Shelley Berkley Faces Dean Heller In Nevada Senate Race

One of the more bitter races playing out in 2012 is the race for the Nevada Senate, where incumbent Republican Dean Heller -- who was appointed to fill out the remaining term of disgraced Republican John Ensign -- is facing off against Democratic Rep. Shelley Berkley.

Democrats have thin hopes for a possible Senate pick-up here, hopes that have been substantially dampened by Berkley getting mired in an ethics investigation. The New York Times broke the story:

At the University Medical Center here, alarms were set off three years ago — kidney transplants were failing at unusually high rates, and some patients were even dying.

Federal regulators moved to shut down the kidney transplant program, but the proposed penalty brought a rebuke from Representative Shelley Berkley, Democrat of Nevada, who helped lead a successful effort to get the officials from Washington to back down.

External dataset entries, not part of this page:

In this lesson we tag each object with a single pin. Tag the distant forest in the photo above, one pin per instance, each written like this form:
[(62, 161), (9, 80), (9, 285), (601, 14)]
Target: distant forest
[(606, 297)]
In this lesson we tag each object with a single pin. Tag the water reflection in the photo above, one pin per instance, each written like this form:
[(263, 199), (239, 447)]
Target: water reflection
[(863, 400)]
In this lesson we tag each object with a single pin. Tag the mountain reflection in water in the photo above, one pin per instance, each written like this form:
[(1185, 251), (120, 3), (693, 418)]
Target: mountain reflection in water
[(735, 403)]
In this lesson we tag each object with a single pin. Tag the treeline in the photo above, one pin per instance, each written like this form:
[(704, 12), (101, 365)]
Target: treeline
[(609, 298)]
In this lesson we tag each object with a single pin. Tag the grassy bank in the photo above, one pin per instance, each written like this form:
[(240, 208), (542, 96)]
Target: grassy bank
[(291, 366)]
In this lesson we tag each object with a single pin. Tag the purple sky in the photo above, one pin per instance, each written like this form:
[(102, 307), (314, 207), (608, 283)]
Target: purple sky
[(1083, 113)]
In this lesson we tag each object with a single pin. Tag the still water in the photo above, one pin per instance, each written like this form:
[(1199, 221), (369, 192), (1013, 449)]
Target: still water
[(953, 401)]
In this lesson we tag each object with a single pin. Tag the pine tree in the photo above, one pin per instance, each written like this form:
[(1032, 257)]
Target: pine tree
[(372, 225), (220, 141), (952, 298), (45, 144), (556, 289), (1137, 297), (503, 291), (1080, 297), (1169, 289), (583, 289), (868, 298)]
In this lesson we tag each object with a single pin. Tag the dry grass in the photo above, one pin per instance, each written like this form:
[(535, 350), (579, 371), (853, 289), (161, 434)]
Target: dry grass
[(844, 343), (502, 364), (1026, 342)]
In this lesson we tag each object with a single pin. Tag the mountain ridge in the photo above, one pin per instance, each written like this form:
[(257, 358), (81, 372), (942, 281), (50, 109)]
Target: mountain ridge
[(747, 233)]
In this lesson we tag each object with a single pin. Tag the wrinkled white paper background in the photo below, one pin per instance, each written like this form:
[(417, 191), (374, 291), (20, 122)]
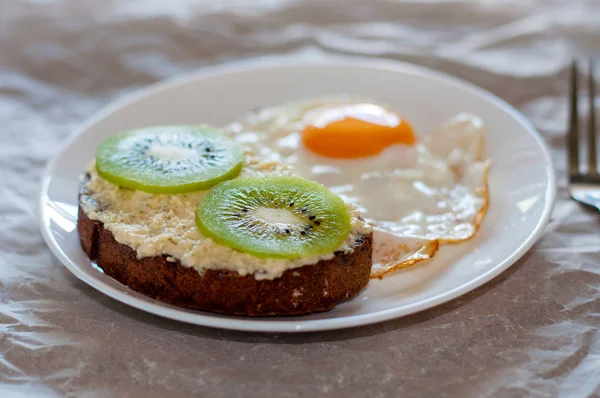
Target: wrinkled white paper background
[(533, 331)]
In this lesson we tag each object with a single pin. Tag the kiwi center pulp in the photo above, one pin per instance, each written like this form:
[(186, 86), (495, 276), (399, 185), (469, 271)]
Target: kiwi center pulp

In pleading for a reprieve, Ms. Berkley and other members of Nevada’s Congressional delegation said they were acting on behalf of the state’s families, citing dire health consequences if the program was halted. But the congresswoman’s efforts also benefited her husband, a physician whose nephrology practice directs medical services at the hospital’s kidney care department — an arrangement that expanded after her intervention and is now reflected in a $738,000-a-year contract with the hospital.

The flap earned Berkley a "dishonorable mention" from Citizens for Responsibility and Ethics in Washington, which put her on its annual list of “most corrupt” congresspeople. The House Ethics Committee officially launched an inquiry in July.

Berkley has fired back at her opponent, launching ads that implicated Heller in a shady deal of his own, back when he was Nevada’s secretary of state, in which "a diamond mine company allegedly carried out a $64 million fraud scheme under Heller's watch, and that Heller got a campaign donation from one of the players."

The result has been an acrimonious battle that the Associated Press described as “vicious” and a "numbing, on-air spectacle."

As of this writing, the HuffPost Pollster model has Heller wining 47 to 43.4 percent.

The Center for Responsive Politics has a list of the key contributors to each campaign.